In 2016, I started a New York-based creative agency that specialized in branded content. Among creative agencies, the trend at the time was for names that sounded like punk bands and I unfortunately chose The Insurrection. As of last week the only thing that aged worse than the name was my choice of bank: Silicon Valley Bank, which has now become the most spectacular example of a bank failure since the 2008 financial crisis. (I briefly lost access to our company’s funds, but I’m fine; my deposits were low enough to be covered by F.D.I.C. guarantees.)
There’s plenty to say about how the bank brought this about — making risky investments, issuing communications that did more to alarm than explain. But as I hit refresh on my account balance Monday morning, I was thinking of the high-prestige venture capitalists who herded start-ups like mine to S.V.B. They’re the reason the bank was so overloaded with risky clients, and they’re also the ones who panicked at the first rumors of trouble — and advised their portfolio companies to flee, initiating the bank run that brought the whole thing tumbling down.
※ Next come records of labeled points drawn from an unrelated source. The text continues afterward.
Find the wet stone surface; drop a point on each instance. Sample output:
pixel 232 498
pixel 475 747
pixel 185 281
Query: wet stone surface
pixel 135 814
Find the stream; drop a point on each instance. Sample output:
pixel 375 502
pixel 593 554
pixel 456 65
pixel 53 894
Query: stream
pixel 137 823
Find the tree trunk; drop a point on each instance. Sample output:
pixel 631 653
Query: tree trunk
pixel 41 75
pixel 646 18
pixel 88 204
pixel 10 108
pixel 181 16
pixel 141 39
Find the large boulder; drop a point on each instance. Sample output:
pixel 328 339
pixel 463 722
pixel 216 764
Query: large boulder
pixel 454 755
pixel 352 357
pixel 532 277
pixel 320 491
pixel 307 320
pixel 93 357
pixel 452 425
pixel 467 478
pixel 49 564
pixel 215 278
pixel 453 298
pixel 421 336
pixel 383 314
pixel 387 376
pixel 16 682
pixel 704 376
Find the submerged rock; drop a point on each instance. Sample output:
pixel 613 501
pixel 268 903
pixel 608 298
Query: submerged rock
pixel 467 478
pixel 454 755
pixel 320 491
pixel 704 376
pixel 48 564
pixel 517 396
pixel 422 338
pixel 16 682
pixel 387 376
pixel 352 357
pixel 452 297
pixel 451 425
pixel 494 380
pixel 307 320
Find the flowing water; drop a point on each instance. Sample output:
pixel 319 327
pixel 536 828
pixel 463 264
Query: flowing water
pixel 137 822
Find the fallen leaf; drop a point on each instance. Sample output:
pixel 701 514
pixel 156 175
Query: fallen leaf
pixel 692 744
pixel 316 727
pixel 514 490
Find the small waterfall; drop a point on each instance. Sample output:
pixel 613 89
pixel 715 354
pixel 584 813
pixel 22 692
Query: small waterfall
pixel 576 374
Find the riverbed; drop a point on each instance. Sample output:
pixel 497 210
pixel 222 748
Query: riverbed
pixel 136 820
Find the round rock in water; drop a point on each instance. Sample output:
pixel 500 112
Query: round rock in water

On Saturday, an entrepreneur named Alexander Torrenegra, who was an S.B.V. depositor for two companies as well as his own personal accounts, explained what happened on Twitter. “Thursday, 9 AM: in one chat with 200+ tech founders (most in the Bay Area), questions about SVB start to show up.” he wrote. “10 AM: some suggest getting the money out of SVB for safety. Only upside. No downside.”